Unfortunately, or perhaps fortunately, not every man looks like this. In fact, an extremely small percentage do. So why do we obsess so much over what we can’t have. Well there’s your reason – you can’t have it, so you want it even more. But how far are you willing to go to get it?
This is a rare and unrealistic image of the male body, yet it is the one that the media portrays most often. This unbalanced ratio of unrealistic body images can cause, and has caused, consumers to go to unhealthy lengths to reach such perfection.
The female version of the underwear model is no better. Victoria’s Secret models have long, flowing hair, a slim figure, long legs, toned muscles, perfect facial structure, a seductive look, and of course those large, perky breasts.
How many women do you know who actually look like the model to the right? … Yeah, that’s what I thought.

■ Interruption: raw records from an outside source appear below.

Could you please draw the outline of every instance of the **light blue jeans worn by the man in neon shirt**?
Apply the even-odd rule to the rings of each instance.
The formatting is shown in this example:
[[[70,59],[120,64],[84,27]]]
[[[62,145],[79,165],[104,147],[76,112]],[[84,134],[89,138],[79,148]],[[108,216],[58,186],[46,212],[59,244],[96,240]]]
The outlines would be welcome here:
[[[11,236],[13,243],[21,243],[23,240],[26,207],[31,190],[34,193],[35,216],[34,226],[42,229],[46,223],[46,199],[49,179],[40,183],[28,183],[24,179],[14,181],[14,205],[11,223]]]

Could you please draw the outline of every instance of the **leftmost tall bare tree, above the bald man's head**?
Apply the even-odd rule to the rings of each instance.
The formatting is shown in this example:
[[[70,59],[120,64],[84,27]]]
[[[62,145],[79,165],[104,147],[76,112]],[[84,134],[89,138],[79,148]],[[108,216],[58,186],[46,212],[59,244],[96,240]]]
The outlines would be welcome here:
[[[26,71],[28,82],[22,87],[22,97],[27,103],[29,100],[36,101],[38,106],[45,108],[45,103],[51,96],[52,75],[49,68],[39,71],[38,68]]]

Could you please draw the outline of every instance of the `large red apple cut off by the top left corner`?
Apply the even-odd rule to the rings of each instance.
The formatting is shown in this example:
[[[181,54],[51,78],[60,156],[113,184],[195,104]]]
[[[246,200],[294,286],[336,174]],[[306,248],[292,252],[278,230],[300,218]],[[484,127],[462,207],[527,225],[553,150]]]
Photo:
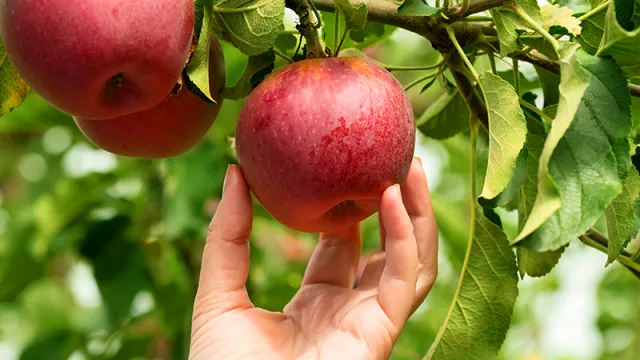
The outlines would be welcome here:
[[[94,119],[161,102],[193,26],[193,0],[0,0],[0,36],[18,73],[59,110]]]

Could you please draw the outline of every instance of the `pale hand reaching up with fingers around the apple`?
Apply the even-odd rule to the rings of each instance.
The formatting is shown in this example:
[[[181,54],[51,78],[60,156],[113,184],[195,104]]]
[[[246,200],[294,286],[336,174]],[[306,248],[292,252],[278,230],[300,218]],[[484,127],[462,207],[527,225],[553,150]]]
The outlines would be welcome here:
[[[242,171],[231,166],[209,226],[189,359],[388,359],[437,276],[437,227],[419,159],[402,187],[383,193],[380,250],[362,273],[359,225],[320,234],[282,312],[256,308],[247,294],[252,216]]]

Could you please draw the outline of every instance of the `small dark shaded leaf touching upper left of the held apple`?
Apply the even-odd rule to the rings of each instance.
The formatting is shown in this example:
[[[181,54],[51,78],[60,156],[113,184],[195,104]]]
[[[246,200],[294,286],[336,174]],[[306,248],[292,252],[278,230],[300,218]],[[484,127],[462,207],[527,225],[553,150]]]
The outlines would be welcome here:
[[[249,56],[249,61],[242,77],[233,87],[225,88],[222,92],[222,97],[231,100],[247,97],[264,80],[265,76],[273,71],[275,61],[276,55],[273,51]]]

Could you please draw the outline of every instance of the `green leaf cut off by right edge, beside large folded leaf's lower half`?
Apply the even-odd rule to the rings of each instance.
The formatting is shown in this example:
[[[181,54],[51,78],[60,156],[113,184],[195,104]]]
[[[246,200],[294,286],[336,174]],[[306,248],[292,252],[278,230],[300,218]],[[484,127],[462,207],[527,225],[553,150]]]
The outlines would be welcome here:
[[[615,198],[604,212],[609,234],[609,257],[607,265],[620,255],[625,246],[638,233],[634,207],[640,196],[640,175],[631,166],[629,176],[624,181],[622,193]]]

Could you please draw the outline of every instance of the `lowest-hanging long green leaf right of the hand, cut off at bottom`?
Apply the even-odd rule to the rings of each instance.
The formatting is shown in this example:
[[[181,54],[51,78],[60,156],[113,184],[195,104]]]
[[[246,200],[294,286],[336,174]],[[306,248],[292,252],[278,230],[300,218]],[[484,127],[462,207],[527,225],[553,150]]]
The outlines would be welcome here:
[[[515,254],[502,230],[476,210],[473,241],[451,308],[426,359],[496,358],[518,296]]]

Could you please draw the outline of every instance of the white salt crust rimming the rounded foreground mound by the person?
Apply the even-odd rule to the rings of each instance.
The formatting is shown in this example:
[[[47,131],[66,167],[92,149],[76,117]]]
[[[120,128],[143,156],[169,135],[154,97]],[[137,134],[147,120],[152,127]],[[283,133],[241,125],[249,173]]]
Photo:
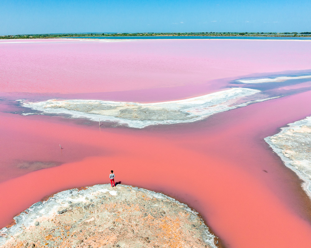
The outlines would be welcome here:
[[[69,189],[59,193],[56,193],[50,197],[47,201],[39,201],[30,206],[20,215],[14,217],[16,224],[10,228],[0,229],[0,246],[3,246],[8,240],[18,238],[18,235],[27,228],[34,227],[35,221],[38,218],[44,217],[44,219],[51,219],[57,215],[59,210],[69,208],[70,204],[75,203],[89,203],[89,199],[94,197],[100,197],[103,193],[109,193],[112,196],[117,196],[118,191],[109,190],[109,184],[97,184],[91,187],[86,187],[84,190]],[[162,193],[156,193],[154,191],[146,190],[143,188],[132,187],[129,185],[119,184],[117,187],[127,188],[131,192],[142,192],[146,197],[152,197],[156,199],[164,199],[170,202],[176,203],[181,209],[189,212],[193,217],[197,218],[197,212],[189,208],[186,204],[183,204],[174,198],[168,197]],[[203,222],[203,221],[202,221]],[[204,229],[203,239],[212,248],[216,248],[214,244],[215,236],[211,234],[208,227],[202,224]]]

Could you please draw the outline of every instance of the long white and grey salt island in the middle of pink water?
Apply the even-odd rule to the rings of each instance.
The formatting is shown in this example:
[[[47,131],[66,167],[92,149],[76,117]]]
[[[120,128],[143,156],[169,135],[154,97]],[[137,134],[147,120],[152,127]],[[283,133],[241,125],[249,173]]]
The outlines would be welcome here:
[[[134,128],[156,124],[173,124],[202,120],[257,101],[268,100],[261,91],[248,88],[231,88],[224,91],[159,103],[133,103],[101,100],[48,100],[29,102],[18,100],[26,108],[43,114],[68,114],[73,118],[92,121],[117,122]],[[249,98],[252,95],[252,98]],[[33,113],[23,113],[29,115]]]

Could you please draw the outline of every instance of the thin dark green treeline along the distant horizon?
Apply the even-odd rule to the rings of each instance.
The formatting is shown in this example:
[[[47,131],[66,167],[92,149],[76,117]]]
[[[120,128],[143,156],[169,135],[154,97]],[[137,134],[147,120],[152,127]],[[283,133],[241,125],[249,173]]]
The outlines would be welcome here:
[[[16,34],[2,35],[0,39],[33,39],[33,38],[64,38],[64,37],[97,37],[97,36],[299,36],[311,35],[311,32],[187,32],[187,33],[46,33],[46,34]]]

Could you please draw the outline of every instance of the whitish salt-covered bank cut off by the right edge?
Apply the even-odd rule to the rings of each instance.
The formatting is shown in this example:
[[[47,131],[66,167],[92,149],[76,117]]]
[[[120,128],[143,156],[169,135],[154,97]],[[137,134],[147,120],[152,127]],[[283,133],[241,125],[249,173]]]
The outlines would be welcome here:
[[[303,180],[302,187],[311,198],[311,117],[288,124],[265,141]]]

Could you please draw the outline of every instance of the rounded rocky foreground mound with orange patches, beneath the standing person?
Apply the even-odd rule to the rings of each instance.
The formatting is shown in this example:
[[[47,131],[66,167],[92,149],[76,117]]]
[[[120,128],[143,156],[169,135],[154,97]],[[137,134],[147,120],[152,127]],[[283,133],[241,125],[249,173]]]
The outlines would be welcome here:
[[[0,247],[216,247],[188,206],[128,185],[62,191],[14,219],[0,230]]]

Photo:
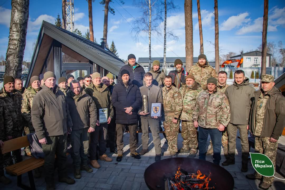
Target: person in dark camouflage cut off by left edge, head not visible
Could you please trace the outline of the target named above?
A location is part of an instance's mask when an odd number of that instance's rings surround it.
[[[7,109],[6,103],[0,99],[0,148],[8,140],[8,136],[13,135],[13,121]],[[10,153],[6,153],[10,154]],[[0,153],[0,182],[11,183],[11,180],[4,175],[5,159]]]

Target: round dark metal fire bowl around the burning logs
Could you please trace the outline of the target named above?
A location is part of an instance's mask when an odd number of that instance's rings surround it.
[[[144,171],[144,181],[151,190],[163,190],[165,177],[173,177],[180,166],[188,173],[201,173],[208,176],[211,173],[209,187],[215,190],[232,190],[234,188],[233,176],[223,167],[212,162],[196,158],[168,158],[154,162]]]

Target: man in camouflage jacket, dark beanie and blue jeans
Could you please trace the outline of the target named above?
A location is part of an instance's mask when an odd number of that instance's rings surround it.
[[[213,163],[220,164],[222,132],[229,124],[230,106],[224,93],[217,91],[217,79],[207,80],[207,90],[197,98],[193,112],[194,127],[199,126],[199,159],[206,160],[206,144],[210,134],[213,143]]]

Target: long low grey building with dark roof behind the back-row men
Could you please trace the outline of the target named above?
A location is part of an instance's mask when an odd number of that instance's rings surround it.
[[[166,57],[166,67],[174,67],[174,61],[176,59],[180,59],[183,63],[183,67],[186,67],[186,57]],[[154,60],[158,60],[160,62],[160,67],[163,68],[164,64],[163,64],[163,57],[152,57],[151,58],[151,62],[153,62]],[[140,64],[143,67],[148,67],[148,62],[149,62],[149,58],[148,57],[140,57],[138,59],[138,64]],[[195,65],[198,62],[198,57],[193,57],[193,65]],[[215,67],[215,62],[209,62],[209,64],[212,67]]]

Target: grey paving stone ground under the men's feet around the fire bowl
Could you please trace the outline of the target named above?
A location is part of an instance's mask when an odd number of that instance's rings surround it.
[[[130,157],[130,150],[129,150],[129,134],[124,134],[124,154],[122,162],[116,162],[117,155],[107,152],[106,154],[113,159],[112,162],[105,162],[99,160],[99,164],[101,167],[99,169],[93,168],[92,173],[87,173],[86,171],[82,171],[81,179],[75,179],[76,183],[73,185],[67,185],[66,183],[59,183],[57,182],[57,171],[55,171],[54,181],[56,189],[58,190],[145,190],[148,189],[146,183],[144,182],[144,170],[150,164],[154,163],[154,145],[152,143],[152,136],[151,133],[149,134],[149,152],[146,153],[144,156],[141,156],[140,160],[136,160],[133,157]],[[161,145],[162,145],[162,152],[166,151],[167,144],[164,144],[165,139],[162,134],[160,134],[161,138]],[[285,136],[281,136],[279,141],[281,144],[285,144]],[[209,144],[209,139],[208,142]],[[182,137],[179,133],[178,135],[178,149],[182,147]],[[139,148],[137,152],[142,149],[141,146],[141,134],[139,134]],[[254,152],[254,149],[251,149],[251,152]],[[222,160],[221,162],[225,161],[225,156],[223,155],[223,150],[221,151]],[[187,157],[188,154],[178,154],[178,157]],[[170,158],[170,156],[161,156],[161,159]],[[198,158],[198,154],[195,158]],[[212,162],[212,156],[206,157],[207,161]],[[72,158],[68,156],[68,175],[74,178],[73,174],[73,165],[72,165]],[[221,166],[221,164],[220,164]],[[259,180],[249,180],[245,177],[246,174],[253,173],[254,169],[251,165],[249,160],[249,171],[247,173],[241,172],[241,142],[240,139],[237,138],[237,150],[236,150],[236,159],[235,165],[230,166],[221,166],[227,169],[235,180],[235,188],[234,189],[259,189],[258,184],[260,183]],[[44,168],[41,168],[42,177],[35,179],[36,189],[45,190],[46,183],[44,181]],[[7,176],[7,175],[6,175]],[[275,173],[275,176],[278,178],[284,179],[279,173]],[[12,180],[12,183],[9,185],[2,185],[0,189],[2,190],[16,190],[21,189],[17,187],[17,177],[7,176]],[[29,185],[28,175],[25,173],[22,177],[22,181],[24,184]],[[274,179],[274,183],[269,188],[270,190],[281,190],[285,189],[285,180]]]

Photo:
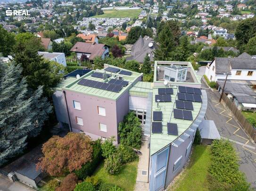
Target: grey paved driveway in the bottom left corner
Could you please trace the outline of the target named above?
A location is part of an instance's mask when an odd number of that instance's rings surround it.
[[[35,191],[20,182],[11,182],[5,176],[0,175],[0,191]]]

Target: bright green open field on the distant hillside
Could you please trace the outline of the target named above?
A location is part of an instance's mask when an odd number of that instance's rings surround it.
[[[134,17],[138,18],[140,14],[140,9],[132,10],[105,10],[103,15],[95,15],[92,17],[96,18],[125,18],[129,17],[133,19]]]

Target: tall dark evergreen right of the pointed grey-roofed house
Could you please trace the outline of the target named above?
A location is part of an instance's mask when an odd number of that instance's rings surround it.
[[[160,46],[155,51],[155,60],[167,61],[175,46],[173,33],[167,26],[165,26],[164,29],[159,33],[158,42]]]

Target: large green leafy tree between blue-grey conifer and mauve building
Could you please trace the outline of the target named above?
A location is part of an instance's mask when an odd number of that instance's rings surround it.
[[[14,60],[21,64],[22,75],[26,76],[29,87],[36,90],[39,85],[43,85],[47,96],[51,95],[51,88],[55,87],[63,76],[64,66],[55,61],[44,60],[37,50],[24,43],[16,46]]]

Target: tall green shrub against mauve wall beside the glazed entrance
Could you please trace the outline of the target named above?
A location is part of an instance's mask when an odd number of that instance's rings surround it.
[[[124,116],[124,121],[119,123],[118,134],[120,143],[134,148],[140,148],[141,127],[140,120],[133,112]]]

Despite the rarity of this look, it is what we idealize.
Not only do these advertisements portray unrealistic body images, they also promote them. In other words, they put the idea into the viewer’s head that a body like that is not only achievable, but that they should strive to achieve it. On the surface this may not seem too harmful, but the severity of this message is entirely dependent on the viewer’s personal interpretation of it.
The impact of male body image is often underestimated behind females, but in reality males go through many of the same body modification techniques in their attempt to achieve a different body: plastic surgery, artificial tanning, hair extensions (or plugs), liposuction, diets, excessive exercising and many others. But when is body modification taken too far?
We’ve all done something to change our appearance to match our personality and style or attempt to look like one of these models. But there is a point when body modification becomes unhealthy. Whether it is in the form of excessive exercising, an eating disorder, or damaging plastic surgery – when a persons health is at risk these unrealistic perceptions of body perfection need to be eliminated.